The Twins Have To Use Their Bullpen Cheat Code On the Toughest Levels

Photo Credit: Jeffrey Becker-USA TODAY Sports

The Minnesota Twins have a cheat code in their bullpen that they refuse to use in the game’s toughest levels.

Jhoan Durán’s fastball has gotten a ton of publicity recently, as have the many struggles of Minnesota’s bullpen. Manager Rocco Baldelli has tried a few different routes to find some stability in a shaky relief corps. But they almost haven’t changed Durán’s usage in these endeavors. It’s common for a club to designate their most-effective reliever as the team’s closer. Still, it’s hard to justify doing that with Durán when they’re often left waiting for a lead in the ninth inning. Instead, they should pounce to put the spreading fire out.

That’s what’s been happening all too often with the Twins this year. A streaky, inconsistent and often punchless offensive core leaves the pitching staff with little room for error. Therefore, the bullpen routinely has to scramble to get the remaining outs before the opponent regains HP. Meanwhile, Duran awaits an opportunity that gets squandered before he can throw a warm-up pitch.

Of course, there’s no easy solution to this problem. If Durán enters games earlier, then who comes in to slam the door after him? Bullpen management is a fickle endeavor, and Minnesota’s efforts to combat their propensity for coughing up small leads have left the team with few options. So here’s my plea: The Twins would maximize Duran’s impact by coming in when the team needs to put out a fire, even if it means somebody else gets called upon for a hypothetical save.

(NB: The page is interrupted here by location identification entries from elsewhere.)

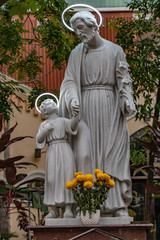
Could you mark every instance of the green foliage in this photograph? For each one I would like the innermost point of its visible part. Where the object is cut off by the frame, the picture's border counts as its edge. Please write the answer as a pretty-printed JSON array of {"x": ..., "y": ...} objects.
[
  {"x": 49, "y": 33},
  {"x": 144, "y": 147},
  {"x": 140, "y": 39},
  {"x": 10, "y": 191}
]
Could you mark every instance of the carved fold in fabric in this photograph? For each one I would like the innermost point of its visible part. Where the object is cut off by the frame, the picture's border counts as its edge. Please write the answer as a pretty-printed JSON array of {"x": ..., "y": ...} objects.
[{"x": 126, "y": 100}]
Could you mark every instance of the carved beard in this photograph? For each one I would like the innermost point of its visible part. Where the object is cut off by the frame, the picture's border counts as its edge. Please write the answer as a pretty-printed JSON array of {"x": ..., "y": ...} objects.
[{"x": 88, "y": 37}]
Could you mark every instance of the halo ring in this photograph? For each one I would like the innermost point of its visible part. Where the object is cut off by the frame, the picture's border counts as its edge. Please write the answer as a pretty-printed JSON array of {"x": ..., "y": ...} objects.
[
  {"x": 44, "y": 94},
  {"x": 80, "y": 5}
]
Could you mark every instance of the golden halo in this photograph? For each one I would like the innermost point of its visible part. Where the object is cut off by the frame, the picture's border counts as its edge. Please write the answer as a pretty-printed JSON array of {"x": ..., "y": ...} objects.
[
  {"x": 80, "y": 5},
  {"x": 43, "y": 94}
]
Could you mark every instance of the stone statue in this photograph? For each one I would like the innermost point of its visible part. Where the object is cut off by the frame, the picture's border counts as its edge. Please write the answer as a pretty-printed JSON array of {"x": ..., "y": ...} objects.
[
  {"x": 97, "y": 85},
  {"x": 60, "y": 163}
]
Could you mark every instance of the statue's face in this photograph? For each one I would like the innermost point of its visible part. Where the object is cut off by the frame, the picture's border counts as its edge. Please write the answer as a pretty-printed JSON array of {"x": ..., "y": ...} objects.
[
  {"x": 85, "y": 33},
  {"x": 48, "y": 109}
]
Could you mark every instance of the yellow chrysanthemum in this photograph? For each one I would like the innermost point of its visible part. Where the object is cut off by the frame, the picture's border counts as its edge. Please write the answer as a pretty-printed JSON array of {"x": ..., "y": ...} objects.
[
  {"x": 89, "y": 177},
  {"x": 69, "y": 185},
  {"x": 98, "y": 182},
  {"x": 77, "y": 173},
  {"x": 107, "y": 177},
  {"x": 110, "y": 183},
  {"x": 101, "y": 176},
  {"x": 74, "y": 183},
  {"x": 87, "y": 184},
  {"x": 81, "y": 178},
  {"x": 95, "y": 181},
  {"x": 96, "y": 171}
]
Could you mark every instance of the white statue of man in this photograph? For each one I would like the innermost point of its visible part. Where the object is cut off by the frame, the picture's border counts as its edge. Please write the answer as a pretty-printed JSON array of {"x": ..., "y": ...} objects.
[{"x": 98, "y": 86}]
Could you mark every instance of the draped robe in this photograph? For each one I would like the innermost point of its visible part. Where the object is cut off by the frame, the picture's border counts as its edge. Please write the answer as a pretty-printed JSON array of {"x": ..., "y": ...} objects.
[{"x": 99, "y": 78}]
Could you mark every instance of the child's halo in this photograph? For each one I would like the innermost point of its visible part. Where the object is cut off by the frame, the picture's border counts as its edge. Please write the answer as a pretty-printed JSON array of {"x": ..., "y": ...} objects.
[{"x": 44, "y": 94}]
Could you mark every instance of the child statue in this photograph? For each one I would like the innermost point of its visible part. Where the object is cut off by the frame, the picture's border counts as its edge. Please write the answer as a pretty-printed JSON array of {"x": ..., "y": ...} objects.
[{"x": 60, "y": 164}]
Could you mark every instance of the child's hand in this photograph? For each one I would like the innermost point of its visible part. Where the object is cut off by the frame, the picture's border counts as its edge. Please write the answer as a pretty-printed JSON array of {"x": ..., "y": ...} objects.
[{"x": 49, "y": 126}]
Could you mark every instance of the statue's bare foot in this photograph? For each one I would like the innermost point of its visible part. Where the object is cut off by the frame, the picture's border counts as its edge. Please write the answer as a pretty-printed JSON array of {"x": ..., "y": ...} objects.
[
  {"x": 68, "y": 212},
  {"x": 121, "y": 213},
  {"x": 53, "y": 213}
]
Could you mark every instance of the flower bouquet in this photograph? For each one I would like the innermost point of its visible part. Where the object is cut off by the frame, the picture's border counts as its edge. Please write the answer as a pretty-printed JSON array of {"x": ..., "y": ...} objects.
[{"x": 88, "y": 193}]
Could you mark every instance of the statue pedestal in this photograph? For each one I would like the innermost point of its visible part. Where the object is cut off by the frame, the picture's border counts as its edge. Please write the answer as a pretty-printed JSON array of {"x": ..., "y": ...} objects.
[{"x": 132, "y": 231}]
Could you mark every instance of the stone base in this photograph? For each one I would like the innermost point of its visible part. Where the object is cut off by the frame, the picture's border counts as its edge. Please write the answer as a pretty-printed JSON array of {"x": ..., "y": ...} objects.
[
  {"x": 131, "y": 231},
  {"x": 77, "y": 221}
]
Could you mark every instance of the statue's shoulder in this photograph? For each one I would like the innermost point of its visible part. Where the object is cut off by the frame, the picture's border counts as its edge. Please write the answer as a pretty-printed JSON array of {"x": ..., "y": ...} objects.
[
  {"x": 78, "y": 48},
  {"x": 113, "y": 46}
]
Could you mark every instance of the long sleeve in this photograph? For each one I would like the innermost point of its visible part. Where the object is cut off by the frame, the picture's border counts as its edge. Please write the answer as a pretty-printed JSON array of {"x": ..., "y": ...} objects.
[
  {"x": 124, "y": 84},
  {"x": 39, "y": 134}
]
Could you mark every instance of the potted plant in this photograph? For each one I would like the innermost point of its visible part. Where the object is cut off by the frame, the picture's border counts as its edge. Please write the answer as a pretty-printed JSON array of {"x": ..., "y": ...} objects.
[{"x": 90, "y": 193}]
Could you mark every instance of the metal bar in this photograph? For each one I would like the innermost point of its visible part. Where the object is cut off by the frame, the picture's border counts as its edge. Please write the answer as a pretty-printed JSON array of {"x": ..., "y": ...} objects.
[
  {"x": 29, "y": 208},
  {"x": 97, "y": 230}
]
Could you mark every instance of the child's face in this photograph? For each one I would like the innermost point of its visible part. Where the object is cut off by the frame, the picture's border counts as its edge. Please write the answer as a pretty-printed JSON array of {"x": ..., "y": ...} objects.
[{"x": 48, "y": 109}]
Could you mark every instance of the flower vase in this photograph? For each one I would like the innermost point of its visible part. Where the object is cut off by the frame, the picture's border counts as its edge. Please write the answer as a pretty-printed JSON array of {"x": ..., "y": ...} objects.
[{"x": 92, "y": 219}]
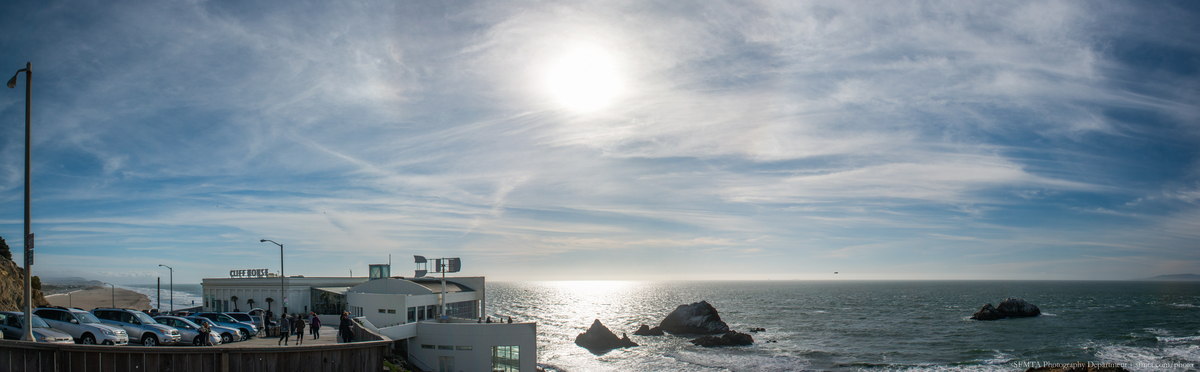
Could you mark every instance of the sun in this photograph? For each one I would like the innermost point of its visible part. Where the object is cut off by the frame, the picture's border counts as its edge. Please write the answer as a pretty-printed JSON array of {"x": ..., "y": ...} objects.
[{"x": 583, "y": 79}]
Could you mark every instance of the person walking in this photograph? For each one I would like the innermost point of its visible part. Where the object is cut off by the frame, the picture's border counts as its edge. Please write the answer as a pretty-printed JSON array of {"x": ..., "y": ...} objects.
[
  {"x": 315, "y": 324},
  {"x": 204, "y": 334},
  {"x": 285, "y": 330},
  {"x": 299, "y": 329},
  {"x": 343, "y": 328}
]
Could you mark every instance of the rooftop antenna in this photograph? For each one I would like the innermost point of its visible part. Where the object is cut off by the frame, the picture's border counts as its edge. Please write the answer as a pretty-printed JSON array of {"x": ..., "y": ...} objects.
[{"x": 438, "y": 265}]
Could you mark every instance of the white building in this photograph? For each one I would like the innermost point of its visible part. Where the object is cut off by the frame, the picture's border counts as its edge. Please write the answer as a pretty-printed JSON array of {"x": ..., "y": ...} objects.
[{"x": 402, "y": 309}]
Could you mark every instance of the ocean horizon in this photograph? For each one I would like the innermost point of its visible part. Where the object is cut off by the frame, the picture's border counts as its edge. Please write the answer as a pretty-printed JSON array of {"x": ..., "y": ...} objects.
[{"x": 868, "y": 325}]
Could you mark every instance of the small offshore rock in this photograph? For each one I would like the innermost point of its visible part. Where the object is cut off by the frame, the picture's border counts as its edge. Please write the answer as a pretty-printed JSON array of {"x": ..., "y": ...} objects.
[
  {"x": 646, "y": 330},
  {"x": 699, "y": 318},
  {"x": 987, "y": 313},
  {"x": 1018, "y": 309},
  {"x": 729, "y": 339},
  {"x": 600, "y": 339}
]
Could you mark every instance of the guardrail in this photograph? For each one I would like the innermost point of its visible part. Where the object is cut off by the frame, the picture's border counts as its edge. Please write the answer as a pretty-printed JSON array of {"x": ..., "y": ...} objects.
[{"x": 21, "y": 355}]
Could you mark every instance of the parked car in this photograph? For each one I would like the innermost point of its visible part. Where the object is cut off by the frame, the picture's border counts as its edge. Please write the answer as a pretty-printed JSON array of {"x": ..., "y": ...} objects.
[
  {"x": 138, "y": 325},
  {"x": 12, "y": 324},
  {"x": 82, "y": 325},
  {"x": 245, "y": 329},
  {"x": 227, "y": 334},
  {"x": 191, "y": 331},
  {"x": 258, "y": 315}
]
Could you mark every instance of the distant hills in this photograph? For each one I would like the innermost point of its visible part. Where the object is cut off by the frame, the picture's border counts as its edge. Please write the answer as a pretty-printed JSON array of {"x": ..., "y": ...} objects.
[{"x": 1176, "y": 277}]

Durán is the only member of the current relief corps that possesses nearly-untouchable raw stuff. Others can find a way to wiggle out of jams (theoretically), but he’s the guy you want on the mound when even a sac fly can tie the game or put the opponent ahead. Take the San Francisco Giants series earlier this week. There was a point in the second game where the Twins were clinging to a 3-0 lead in the sixth inning, and the Giants had the bases loaded with no outs. That’s the type of situation that can turn the team’s fortunes in a hurry, and that’s exactly what happened.

The bridge to the closer was hanging by a thread, and the weight of the game caused it to snap before Minnesota could get close enough to safely jump to the other side. Jovani Moran and Brock Stewart each managed to walk in a run before the Twins got the inning’s third out. Then in the very next frame, Jorge López came in, tasked with mowing down the meat of the lineup. Instead, he gave up a leadoff double, a groundout to third, and then a go-ahead home run to cleanup hitter Michael Conforto.

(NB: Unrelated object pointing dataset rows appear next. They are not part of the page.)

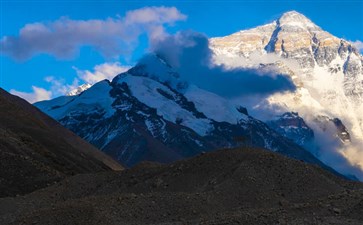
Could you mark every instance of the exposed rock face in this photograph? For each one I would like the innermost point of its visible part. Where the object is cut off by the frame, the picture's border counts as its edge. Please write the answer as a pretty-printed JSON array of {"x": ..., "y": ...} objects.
[
  {"x": 292, "y": 126},
  {"x": 326, "y": 70},
  {"x": 244, "y": 186},
  {"x": 339, "y": 131},
  {"x": 292, "y": 36},
  {"x": 137, "y": 117}
]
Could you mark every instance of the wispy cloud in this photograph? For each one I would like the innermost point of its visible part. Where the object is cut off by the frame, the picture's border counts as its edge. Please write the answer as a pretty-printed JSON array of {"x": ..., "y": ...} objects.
[
  {"x": 358, "y": 45},
  {"x": 59, "y": 86},
  {"x": 38, "y": 94},
  {"x": 113, "y": 36},
  {"x": 100, "y": 72},
  {"x": 192, "y": 58}
]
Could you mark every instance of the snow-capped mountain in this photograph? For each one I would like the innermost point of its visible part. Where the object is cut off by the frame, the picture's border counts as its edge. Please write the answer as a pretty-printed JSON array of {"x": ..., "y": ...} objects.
[
  {"x": 139, "y": 116},
  {"x": 327, "y": 72},
  {"x": 151, "y": 113},
  {"x": 79, "y": 90}
]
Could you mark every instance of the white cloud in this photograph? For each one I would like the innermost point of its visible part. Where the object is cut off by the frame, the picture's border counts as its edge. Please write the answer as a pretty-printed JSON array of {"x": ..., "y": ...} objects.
[
  {"x": 38, "y": 94},
  {"x": 100, "y": 72},
  {"x": 59, "y": 86},
  {"x": 358, "y": 45},
  {"x": 112, "y": 36}
]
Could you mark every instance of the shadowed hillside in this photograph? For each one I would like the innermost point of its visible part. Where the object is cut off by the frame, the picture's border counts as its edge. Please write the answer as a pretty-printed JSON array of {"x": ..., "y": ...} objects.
[{"x": 36, "y": 151}]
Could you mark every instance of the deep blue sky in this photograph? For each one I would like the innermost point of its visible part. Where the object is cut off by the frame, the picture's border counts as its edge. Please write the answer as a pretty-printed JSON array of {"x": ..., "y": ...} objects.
[{"x": 214, "y": 18}]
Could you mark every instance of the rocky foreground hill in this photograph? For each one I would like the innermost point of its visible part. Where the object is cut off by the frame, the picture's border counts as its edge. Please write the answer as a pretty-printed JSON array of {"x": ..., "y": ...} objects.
[
  {"x": 240, "y": 186},
  {"x": 36, "y": 151}
]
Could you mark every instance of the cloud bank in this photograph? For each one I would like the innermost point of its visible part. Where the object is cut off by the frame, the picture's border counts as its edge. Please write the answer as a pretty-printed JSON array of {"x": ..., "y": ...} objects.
[
  {"x": 192, "y": 58},
  {"x": 113, "y": 36},
  {"x": 100, "y": 72},
  {"x": 59, "y": 86},
  {"x": 38, "y": 94}
]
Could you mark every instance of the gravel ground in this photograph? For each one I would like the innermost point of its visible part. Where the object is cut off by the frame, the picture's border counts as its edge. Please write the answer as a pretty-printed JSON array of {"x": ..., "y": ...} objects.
[{"x": 240, "y": 186}]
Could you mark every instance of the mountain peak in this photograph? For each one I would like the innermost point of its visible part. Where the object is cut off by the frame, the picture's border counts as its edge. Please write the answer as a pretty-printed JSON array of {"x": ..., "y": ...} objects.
[{"x": 294, "y": 18}]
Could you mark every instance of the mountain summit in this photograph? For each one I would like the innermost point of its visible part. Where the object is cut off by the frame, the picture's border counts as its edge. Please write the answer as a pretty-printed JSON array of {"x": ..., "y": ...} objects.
[
  {"x": 326, "y": 70},
  {"x": 295, "y": 19}
]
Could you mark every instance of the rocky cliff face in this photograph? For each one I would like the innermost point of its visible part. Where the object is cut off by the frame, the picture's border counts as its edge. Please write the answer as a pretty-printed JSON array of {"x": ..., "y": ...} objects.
[
  {"x": 137, "y": 117},
  {"x": 326, "y": 70}
]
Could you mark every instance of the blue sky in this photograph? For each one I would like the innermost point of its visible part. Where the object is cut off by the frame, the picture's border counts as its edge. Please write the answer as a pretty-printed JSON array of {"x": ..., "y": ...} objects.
[{"x": 214, "y": 18}]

And just like that, the Twins put their gun down with the lone silver bullet waiting in the chamber. It would have made far more sense to have Durán either come in and put out that bases-loaded fire in the sixth, or take care of the meatiest part of San Francisco’s lineup in the seventh. Instead, it seems like Minnesota decided they’re going to follow the conventional wisdom that as a standout reliever climbs the trust tree, they get used far less often.

And for what? So that Durán could get a save? This isn’t fantasy baseball where arbitrary counting stats have actual worth. There are opportunities to get outs, or to allow opponents to reach and/or score. It’s felt like these losses stem from key opportunities that are doused in gasoline. But instead of bringing in the guy with a fire hose, they call upon the kid who found a lighter on the playground.

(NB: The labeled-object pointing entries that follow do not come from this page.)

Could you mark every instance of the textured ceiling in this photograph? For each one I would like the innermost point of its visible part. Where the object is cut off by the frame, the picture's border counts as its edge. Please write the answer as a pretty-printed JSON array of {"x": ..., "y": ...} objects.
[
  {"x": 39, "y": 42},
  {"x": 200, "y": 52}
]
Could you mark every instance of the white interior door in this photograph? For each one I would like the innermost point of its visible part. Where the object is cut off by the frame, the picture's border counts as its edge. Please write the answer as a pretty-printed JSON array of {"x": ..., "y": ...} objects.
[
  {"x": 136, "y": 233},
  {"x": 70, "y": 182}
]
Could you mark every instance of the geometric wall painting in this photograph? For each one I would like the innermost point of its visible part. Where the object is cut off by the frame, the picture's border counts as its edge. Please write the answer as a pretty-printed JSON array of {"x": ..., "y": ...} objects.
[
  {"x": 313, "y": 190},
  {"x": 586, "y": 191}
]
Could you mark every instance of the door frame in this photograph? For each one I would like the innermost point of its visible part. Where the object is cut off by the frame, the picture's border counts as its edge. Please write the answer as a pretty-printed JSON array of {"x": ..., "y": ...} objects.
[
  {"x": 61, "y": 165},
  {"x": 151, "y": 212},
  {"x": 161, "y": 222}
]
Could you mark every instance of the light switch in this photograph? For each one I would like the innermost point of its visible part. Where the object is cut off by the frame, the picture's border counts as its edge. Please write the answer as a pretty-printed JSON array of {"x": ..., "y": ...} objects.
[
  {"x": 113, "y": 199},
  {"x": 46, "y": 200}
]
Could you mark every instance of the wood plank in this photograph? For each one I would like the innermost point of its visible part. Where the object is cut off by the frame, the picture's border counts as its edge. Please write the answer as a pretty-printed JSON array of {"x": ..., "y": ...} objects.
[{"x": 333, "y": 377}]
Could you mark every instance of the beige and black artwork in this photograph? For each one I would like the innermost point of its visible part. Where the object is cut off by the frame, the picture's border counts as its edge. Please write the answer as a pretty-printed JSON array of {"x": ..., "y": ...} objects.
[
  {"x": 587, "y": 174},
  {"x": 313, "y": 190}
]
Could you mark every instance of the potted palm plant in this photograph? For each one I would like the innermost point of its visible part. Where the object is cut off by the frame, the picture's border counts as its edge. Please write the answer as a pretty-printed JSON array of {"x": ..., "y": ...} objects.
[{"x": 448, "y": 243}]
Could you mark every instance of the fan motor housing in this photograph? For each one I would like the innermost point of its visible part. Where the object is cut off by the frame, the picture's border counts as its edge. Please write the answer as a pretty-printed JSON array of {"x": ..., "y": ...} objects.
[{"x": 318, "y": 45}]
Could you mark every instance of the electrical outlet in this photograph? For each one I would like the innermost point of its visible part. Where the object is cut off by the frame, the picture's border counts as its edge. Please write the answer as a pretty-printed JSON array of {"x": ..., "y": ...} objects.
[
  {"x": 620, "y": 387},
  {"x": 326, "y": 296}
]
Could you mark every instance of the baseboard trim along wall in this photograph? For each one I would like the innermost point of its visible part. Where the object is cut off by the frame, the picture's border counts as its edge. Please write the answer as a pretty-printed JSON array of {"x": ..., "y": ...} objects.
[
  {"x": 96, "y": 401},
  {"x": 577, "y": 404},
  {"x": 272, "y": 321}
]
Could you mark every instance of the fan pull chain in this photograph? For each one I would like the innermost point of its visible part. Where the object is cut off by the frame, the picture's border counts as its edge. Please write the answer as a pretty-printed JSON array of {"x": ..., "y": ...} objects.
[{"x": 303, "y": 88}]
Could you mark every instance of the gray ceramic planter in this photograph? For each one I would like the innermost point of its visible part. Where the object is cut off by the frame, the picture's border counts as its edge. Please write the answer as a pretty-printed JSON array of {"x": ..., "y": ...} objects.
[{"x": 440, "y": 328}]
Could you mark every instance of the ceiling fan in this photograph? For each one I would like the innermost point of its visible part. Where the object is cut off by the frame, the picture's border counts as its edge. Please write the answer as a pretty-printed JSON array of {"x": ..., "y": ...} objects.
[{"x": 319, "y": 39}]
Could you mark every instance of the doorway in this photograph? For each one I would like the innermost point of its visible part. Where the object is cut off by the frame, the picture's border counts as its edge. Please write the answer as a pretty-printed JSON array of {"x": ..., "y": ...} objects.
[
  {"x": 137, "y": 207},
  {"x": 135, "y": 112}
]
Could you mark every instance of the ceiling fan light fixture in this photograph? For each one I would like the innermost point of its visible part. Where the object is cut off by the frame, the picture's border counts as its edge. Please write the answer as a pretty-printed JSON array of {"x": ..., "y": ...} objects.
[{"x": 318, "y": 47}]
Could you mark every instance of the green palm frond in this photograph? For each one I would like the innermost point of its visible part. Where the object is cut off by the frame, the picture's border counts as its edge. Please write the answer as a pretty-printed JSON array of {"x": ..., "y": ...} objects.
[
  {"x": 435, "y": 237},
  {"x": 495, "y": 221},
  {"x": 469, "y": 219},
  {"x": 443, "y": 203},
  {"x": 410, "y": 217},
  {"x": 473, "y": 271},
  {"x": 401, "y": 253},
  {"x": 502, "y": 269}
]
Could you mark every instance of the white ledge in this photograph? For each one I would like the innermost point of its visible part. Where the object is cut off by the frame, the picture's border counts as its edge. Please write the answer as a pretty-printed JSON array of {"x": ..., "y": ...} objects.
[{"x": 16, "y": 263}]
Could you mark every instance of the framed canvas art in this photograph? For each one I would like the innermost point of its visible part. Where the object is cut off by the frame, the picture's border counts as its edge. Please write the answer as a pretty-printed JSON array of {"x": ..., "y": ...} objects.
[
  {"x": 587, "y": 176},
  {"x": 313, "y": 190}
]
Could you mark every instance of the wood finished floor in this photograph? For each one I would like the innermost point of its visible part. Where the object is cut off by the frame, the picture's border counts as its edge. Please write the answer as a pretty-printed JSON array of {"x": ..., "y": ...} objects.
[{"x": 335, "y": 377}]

Durán has given every reason to believe he could put out even the most dangerous fires. He just threw the hardest pitch of the year at 104.6 MPH, he’s only allowed two hits all year on his splinker, and he drops in a curveball that locks up opposing hitters with the best of them. Durán is elite when it comes to fastball velocity (100th percentile), expected batting average (99th percentile) and whiff rate (95th percentile). If the club needs someone to walk a tightrope during a scoring threat from the opposition, he’s the prototype for what any manager would want. Durán is to relief pitching as “Rosebud” was to The Sims, or “LT-LT-RB-LT-Left-Down-Right-Up-Left-Down-Right-Up” was to Grand Theft Auto III. He’s a cheat code in every sense of the word.

But just like in that Giants series, Durán doesn’t get those high-leverage, game-altering opportunities. He waits for a save situation, or for a blowout so that he can “get some work in” since he went unused in the games prior.

It’s been a waste of a major asset in what has been one Minnesota’s greatest downfalls thus far in 2023. And if the team doesn’t start using the cheat code that they’ve been blessed with, pretty soon they won’t have a game worth playing.